Should be some fireworks at the CFPB tomorrow.....
Who Will Be Running Consumer Agency on Monday?
Come Monday morning, who will be running the Consumer Financial Protection Bureau? Over the weekend, the answer wasn’t clear.
Trump administration officials on Saturday defended the president’s legal authority to name his budget director, Mick Mulvaney, as the acting head of the bureau — an independent watchdog agency that has been an obstacle this year to President Trump’s efforts to eliminate or loosen many business regulations. Mr. Trump made the appointment late on Friday, after the abrupt resignation of Richard Cordray, the agency’s director.
Mr. Trump’s announcement was intended to thwart a move by Mr. Cordray earlier in the day to elevate an official from inside the agency to take on temporary leadership of the bureau.
Now, both sides say the law is in their favor, setting up a clash that may well end up in court.

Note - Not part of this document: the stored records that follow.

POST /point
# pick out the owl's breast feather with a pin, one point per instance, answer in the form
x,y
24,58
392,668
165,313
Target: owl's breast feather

President Trump and his administration are working to roll back regulations on businesses. The consumer bureau has been a prominent holdout. When Congress created it six years ago, in the aftermath of the financial crisis, it gave the agency broad powers over a wide variety of financial products, including mortgages, credit cards, bank accounts and student loans.
The consumer bureau is still carrying out the agenda it developed under President Barack Obama, issuing new rules — like a recent regulation intended to curtail sharply the payday lending market — and sanctioning financial companies for practices that it considers unfair or abusive. Nearly 30 million consumers have collected almost $12 billion in refunds and canceled debts because of the agency’s actions.
But the bureau has long been vilified by Republicans as an overreaching, aggressive arm of government.